EPAP feels different from CPAP primarily because patients may feel that they need to work harder. This is particularly important during the first few days of adaptation to the EPAP device. Some patients give up on trying to use EPAP device because of such feeling. Adaptation to CPAP may be much easier because of the positive pressure support during inhalation; respiratory muscles do not need to work as hard as without CPAP. Indeed, work of breathing was reported to be less with CPAP than with EPAP [16]. EPAP devices do not provide such positive pressure support during inspiration and therefore work of breathing is not reduced like with CPAP. The EPAP mask was designed to facilitate adaptation because the expiratory pressure can be adjusted. The EPAP mask provides a range of expiratory resistance comparable to existing EPAP devices such as Theravent or Provent. For treatment of snoring a low expiratory pressure may be adequate. Guzman et al. [17] showed that snoring can be significantly alleviated with low level of CPAP therapy of 2 to 6 cm H2O. Such low pressure during expiration are generated by the EPAP mask with low level of expiratory resistance. Therefore, in some patients with snoring, it may be adequate to continue using the EPAP mask with minimal resistance (expiratory peak pressure of 1.3 to 3.2 cm H2O), but in some it may be necessary to increase the expiratory resistance slightly or perhaps up to ½ closed.

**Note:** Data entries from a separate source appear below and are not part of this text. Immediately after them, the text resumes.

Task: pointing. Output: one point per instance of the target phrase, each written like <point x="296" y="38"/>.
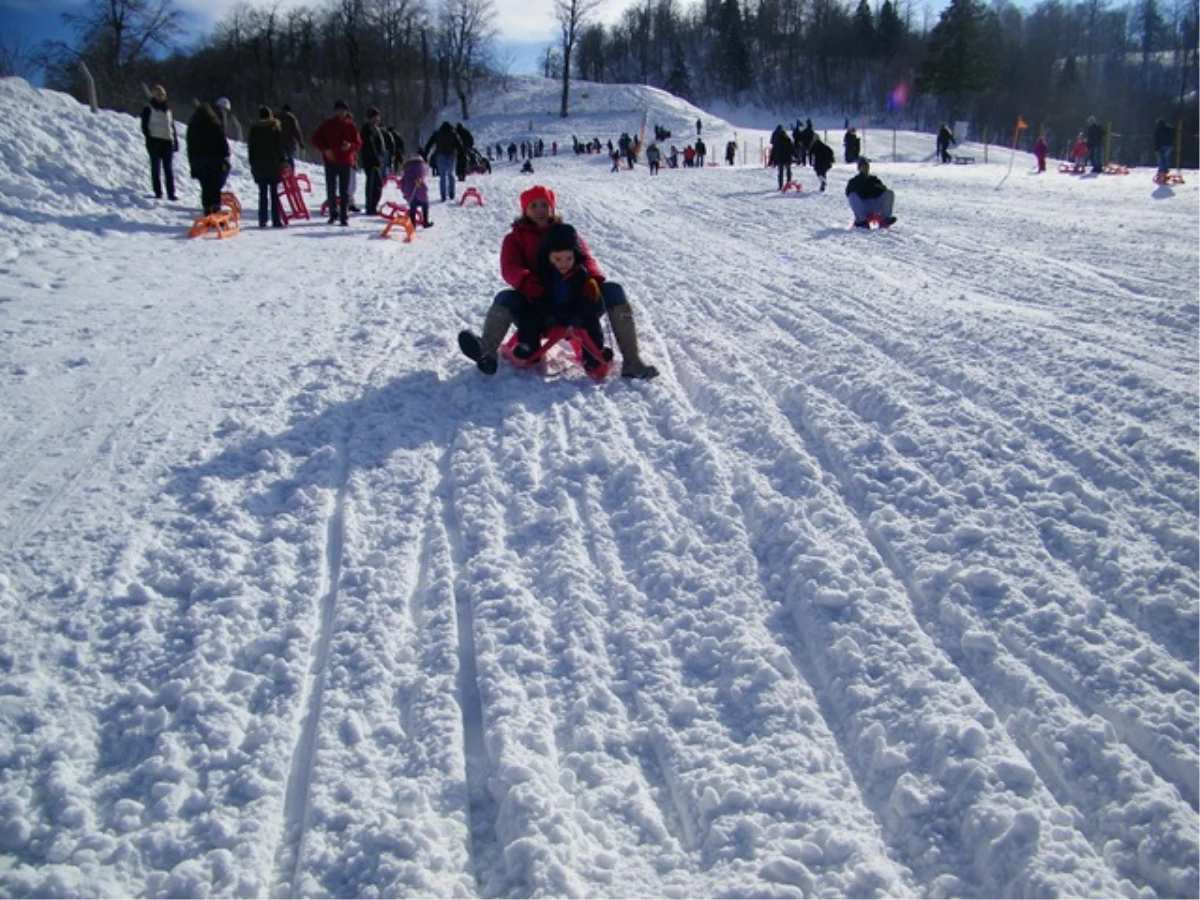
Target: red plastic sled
<point x="576" y="339"/>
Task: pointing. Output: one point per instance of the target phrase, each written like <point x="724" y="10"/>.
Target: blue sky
<point x="526" y="25"/>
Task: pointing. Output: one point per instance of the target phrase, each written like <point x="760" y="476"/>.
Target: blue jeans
<point x="447" y="163"/>
<point x="612" y="293"/>
<point x="269" y="201"/>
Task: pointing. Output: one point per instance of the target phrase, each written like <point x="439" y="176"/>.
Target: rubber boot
<point x="625" y="334"/>
<point x="483" y="349"/>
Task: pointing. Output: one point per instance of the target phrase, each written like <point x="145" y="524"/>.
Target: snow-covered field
<point x="888" y="587"/>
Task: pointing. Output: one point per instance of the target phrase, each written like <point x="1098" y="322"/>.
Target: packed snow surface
<point x="887" y="587"/>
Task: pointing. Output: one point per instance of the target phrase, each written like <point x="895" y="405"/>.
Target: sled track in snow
<point x="1066" y="703"/>
<point x="289" y="853"/>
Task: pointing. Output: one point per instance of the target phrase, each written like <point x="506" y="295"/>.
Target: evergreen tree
<point x="889" y="31"/>
<point x="959" y="60"/>
<point x="678" y="82"/>
<point x="733" y="66"/>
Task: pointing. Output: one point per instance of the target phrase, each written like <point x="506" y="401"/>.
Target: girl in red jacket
<point x="339" y="141"/>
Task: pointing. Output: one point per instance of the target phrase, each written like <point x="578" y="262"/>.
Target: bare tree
<point x="466" y="30"/>
<point x="573" y="16"/>
<point x="117" y="35"/>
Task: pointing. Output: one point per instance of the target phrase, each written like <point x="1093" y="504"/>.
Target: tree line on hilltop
<point x="1051" y="65"/>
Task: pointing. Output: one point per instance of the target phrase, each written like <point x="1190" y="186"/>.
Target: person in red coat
<point x="339" y="142"/>
<point x="520" y="269"/>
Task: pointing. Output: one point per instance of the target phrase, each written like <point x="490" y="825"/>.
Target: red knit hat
<point x="537" y="193"/>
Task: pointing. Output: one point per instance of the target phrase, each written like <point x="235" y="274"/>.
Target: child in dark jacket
<point x="571" y="298"/>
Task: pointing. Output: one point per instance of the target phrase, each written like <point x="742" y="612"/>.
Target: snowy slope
<point x="889" y="586"/>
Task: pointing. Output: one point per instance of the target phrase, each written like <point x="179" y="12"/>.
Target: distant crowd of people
<point x="552" y="276"/>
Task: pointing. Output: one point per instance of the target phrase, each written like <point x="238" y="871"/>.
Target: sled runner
<point x="397" y="215"/>
<point x="875" y="222"/>
<point x="291" y="191"/>
<point x="577" y="341"/>
<point x="223" y="225"/>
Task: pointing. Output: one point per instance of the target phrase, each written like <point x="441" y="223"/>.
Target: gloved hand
<point x="532" y="288"/>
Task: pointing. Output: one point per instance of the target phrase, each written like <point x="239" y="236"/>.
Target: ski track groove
<point x="618" y="647"/>
<point x="289" y="852"/>
<point x="1143" y="747"/>
<point x="1098" y="835"/>
<point x="810" y="661"/>
<point x="289" y="856"/>
<point x="771" y="624"/>
<point x="1056" y="444"/>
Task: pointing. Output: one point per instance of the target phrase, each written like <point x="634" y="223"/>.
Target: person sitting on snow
<point x="869" y="197"/>
<point x="571" y="297"/>
<point x="519" y="265"/>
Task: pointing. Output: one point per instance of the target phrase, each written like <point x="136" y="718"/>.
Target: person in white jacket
<point x="159" y="129"/>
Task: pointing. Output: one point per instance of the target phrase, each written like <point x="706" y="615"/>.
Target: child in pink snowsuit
<point x="412" y="185"/>
<point x="1039" y="151"/>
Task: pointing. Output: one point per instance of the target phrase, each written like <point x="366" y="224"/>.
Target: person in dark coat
<point x="852" y="144"/>
<point x="822" y="156"/>
<point x="869" y="197"/>
<point x="293" y="136"/>
<point x="805" y="143"/>
<point x="208" y="156"/>
<point x="339" y="142"/>
<point x="447" y="148"/>
<point x="265" y="149"/>
<point x="781" y="151"/>
<point x="1164" y="144"/>
<point x="1096" y="136"/>
<point x="519" y="268"/>
<point x="468" y="143"/>
<point x="159" y="130"/>
<point x="373" y="157"/>
<point x="397" y="149"/>
<point x="570" y="295"/>
<point x="945" y="138"/>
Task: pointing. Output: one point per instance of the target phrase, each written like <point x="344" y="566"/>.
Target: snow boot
<point x="625" y="333"/>
<point x="483" y="349"/>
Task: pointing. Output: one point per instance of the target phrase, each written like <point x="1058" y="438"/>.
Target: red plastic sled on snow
<point x="577" y="341"/>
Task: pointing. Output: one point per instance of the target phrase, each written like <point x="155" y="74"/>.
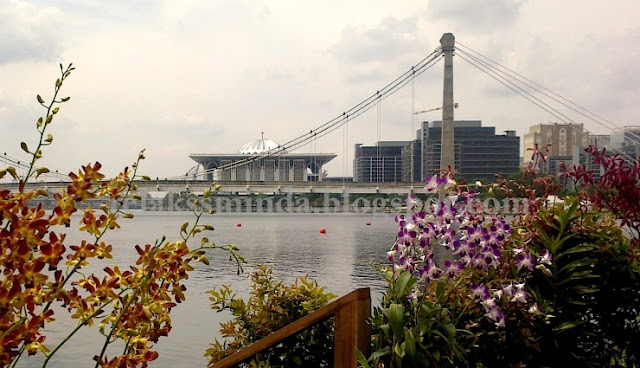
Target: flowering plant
<point x="453" y="277"/>
<point x="40" y="268"/>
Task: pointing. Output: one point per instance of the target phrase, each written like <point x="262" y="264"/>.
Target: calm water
<point x="291" y="244"/>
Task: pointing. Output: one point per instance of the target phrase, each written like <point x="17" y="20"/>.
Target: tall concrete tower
<point x="447" y="155"/>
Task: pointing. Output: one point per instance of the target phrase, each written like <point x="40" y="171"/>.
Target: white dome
<point x="258" y="146"/>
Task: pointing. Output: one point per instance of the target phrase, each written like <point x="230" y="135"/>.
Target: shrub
<point x="271" y="306"/>
<point x="40" y="268"/>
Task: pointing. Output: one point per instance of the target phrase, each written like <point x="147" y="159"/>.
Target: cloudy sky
<point x="194" y="76"/>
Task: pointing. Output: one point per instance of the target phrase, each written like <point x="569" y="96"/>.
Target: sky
<point x="203" y="76"/>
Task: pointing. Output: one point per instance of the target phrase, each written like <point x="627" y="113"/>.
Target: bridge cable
<point x="533" y="99"/>
<point x="355" y="111"/>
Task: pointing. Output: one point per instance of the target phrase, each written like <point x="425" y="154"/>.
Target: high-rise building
<point x="560" y="143"/>
<point x="478" y="152"/>
<point x="379" y="163"/>
<point x="560" y="140"/>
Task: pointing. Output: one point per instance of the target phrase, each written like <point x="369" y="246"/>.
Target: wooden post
<point x="352" y="332"/>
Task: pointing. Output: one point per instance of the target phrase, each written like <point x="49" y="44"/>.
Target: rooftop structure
<point x="261" y="160"/>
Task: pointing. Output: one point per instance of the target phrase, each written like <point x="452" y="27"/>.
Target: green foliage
<point x="591" y="289"/>
<point x="412" y="333"/>
<point x="271" y="306"/>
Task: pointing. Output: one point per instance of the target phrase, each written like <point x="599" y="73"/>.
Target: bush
<point x="40" y="268"/>
<point x="271" y="306"/>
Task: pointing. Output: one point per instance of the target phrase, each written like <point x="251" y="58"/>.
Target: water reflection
<point x="290" y="243"/>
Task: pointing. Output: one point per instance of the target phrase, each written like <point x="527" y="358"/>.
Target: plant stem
<point x="115" y="324"/>
<point x="82" y="323"/>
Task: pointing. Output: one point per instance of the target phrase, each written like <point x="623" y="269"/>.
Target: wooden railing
<point x="351" y="331"/>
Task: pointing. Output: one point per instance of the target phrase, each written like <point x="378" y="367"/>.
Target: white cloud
<point x="29" y="32"/>
<point x="196" y="76"/>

The EPAP mask provides setting of very low expiratory resistance to facilitate adaptation. Nevertheless even with such low resistance, it may take some time to become used to the EPAP mask. It is important to become fully adapted to using the EPAP mask before increasing the expiratory resistance. It is recommended that a patient use the EPAP with minimal resistance for as long as necessary until he/she becomes fully adapted and is able to fall asleep without any problem. Thereafter the resistance can be increased. If a patient cannot adapt to the EPAP mask with low resistance, it is not likely to be able to use the EPAP mask or any other EPAP device with expiratory resistance. Whether a patient prefers the EPAP mask over Provent and Theravent is a matter of choice. Provent and Theravent utilize adhesive material to affix the micro valve in the nostril and are one time use. The EPAP mask uses head straps to hold the pillows in place and can be used many times. With Provent or Theravent, if the patients feel uncomfortable, they have no choice but give up and not use the device. In contrast, the EPAP mask allows the patient to adjust the expiratory resistance to a low level, allowing time for adaptation before they have to adjust to higher levels of resistance.

Conclusion

In conclusion, the EPAP mask is an expiratory pressure device that can be useful for treating snoring and low levels of obstructive sleep apnea. The EPAP mask may require some time for adaptation. It is recommended that the expiratory resistance be kept to minimum during the training period for as long as necessary until the patient becomes totally adapted to the EPAP and is able to fall asleep without problems. Subsequently the resistance can be increased to get more effect. Closing off the expiratory resistance about half way, provides resistance comparable to Theravent regular which has been shown to be safe and effective for many patients. Thereafter the resistance can be increased or decreased as necessary to maintain comfort. Provent has a much higher expiratory resistance than Theravent, and yet some patients were able to use Provent successfully. One should not rush to thinking that a higher resistance would be much better. Too much resistance may be difficult to tolerate because it may compromise ventilation leading to CO2 retention (hypercapnia) and may disturb sleep. EPAP devices are not recommended for patients with central sleep apnea. Mouth breathers, and CPAP users using a full face mask, may have more difficulty using EPAP devices.